My blood freezes. Out of all books, he chose to read the smuttiest book out of my collection. Now he's going to think I watch porn or something. I just hope he doesn't view me as any less competent because of this.

Why am I concerned about that? I haven't even finalized my decision yet.

Having been mortified, I shamefully return my book to my bookshelf, then return to the kitchen. I pour myself a bowl of cereal and stick it in the microwave to heat it up. Once it's heated up, I bring the bowl to the dining table and then sit down.

So, my drunk self wanted to work with him. What does my sober self think? I want to agree, but I'm still so scared. This is basically a life-and-death situation. I don't know what he or his family is capable of - they one hundred percent will get revenge on me to get back at my father. The thought of it makes me shiver.

My mind wanders to completely random things as I eat. I remember something funny and almost choke on my cereal as I burst out laughing. It takes me a while to calm down before I can take another bite. I have the day off today, so I can do whatever I want today.

Whatever I want… What exactly is it that I would do?

Sitting here by myself, eating my breakfast enlightens me out of the blue. It's pretty quiet here. There is not much to do. It's just the same day over and over. I haven't had a day off in ages, so I've gotten used to working every day for a while. What did I used to do on my day off? I must have read books, but I wouldn't be able to do that for a whole day straight. I would need a break, but what would I do during my reading break?

I guess I could do some window shopping today. I haven't been shopping in ages. I could use the time outside to ease this hangover.

Having thought that, I finish my cereal, wash my bowl and spoon, then go for a shower. It's been a while since I've been able to take a long shower, so I take my time and savor the hot water. My muscles relax. I breathe out deeply. I think I might end up spending the day in the shower. I should shower like this on my days off.

Once I finish this blissful experience, I put some nice clothes on and get ready to go. I put on some light makeup and leave my hair open, before putting my flats on, grabbing my bag and keys, then heading out the door.

It is a nice day today - not too sunny, not too cold. It's perfect. As I walk, I brainstorm ideas about what I would want to do if I agree. Would we be on the same page? Would we work well together?

The main question that haunts me is what if he finds out who I am? I still can't shake the fear away. I don't know what his family would do to me just for being my father's daughter! I'm scared that I would have to go to his house one day. If that ever happens, I hope he doesn't live with any of his family members.
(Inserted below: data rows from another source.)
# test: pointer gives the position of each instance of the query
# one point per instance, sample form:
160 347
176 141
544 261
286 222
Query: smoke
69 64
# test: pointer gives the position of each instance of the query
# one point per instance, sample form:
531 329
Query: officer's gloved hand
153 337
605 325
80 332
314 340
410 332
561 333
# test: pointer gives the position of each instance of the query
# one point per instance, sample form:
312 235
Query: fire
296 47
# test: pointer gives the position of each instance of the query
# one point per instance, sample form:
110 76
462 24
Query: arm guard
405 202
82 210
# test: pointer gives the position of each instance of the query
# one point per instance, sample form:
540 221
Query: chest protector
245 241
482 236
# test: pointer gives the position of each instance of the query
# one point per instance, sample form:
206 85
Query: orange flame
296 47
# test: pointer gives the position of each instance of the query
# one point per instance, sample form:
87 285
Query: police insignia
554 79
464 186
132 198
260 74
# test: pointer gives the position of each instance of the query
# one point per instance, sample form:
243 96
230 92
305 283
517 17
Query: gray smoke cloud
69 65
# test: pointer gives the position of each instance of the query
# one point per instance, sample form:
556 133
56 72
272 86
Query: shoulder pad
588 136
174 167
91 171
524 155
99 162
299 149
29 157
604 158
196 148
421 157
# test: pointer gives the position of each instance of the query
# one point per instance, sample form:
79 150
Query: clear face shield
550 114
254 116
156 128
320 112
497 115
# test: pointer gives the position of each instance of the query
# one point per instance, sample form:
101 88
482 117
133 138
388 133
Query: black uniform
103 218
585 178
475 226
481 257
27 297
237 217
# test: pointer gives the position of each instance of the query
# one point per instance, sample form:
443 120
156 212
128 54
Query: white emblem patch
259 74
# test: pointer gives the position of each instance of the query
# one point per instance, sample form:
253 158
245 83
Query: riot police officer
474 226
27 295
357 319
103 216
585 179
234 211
I stop in my tracks. I count the days. It's been… a while since I've last seen my father. I don't think I've actually visited him in prison before. Despite the fact he deserves to be there, I still feel bad for ignoring him. He is still my father. I should keep in touch to avoid tension between us. Plus, he may get lonely there, and that makes me feel bad.

Sighing, I make my way back home. I need to get my car before I head to the prison. For some reason, I'm nervous. I don't know what to expect from my father. I just hope this visit goes well.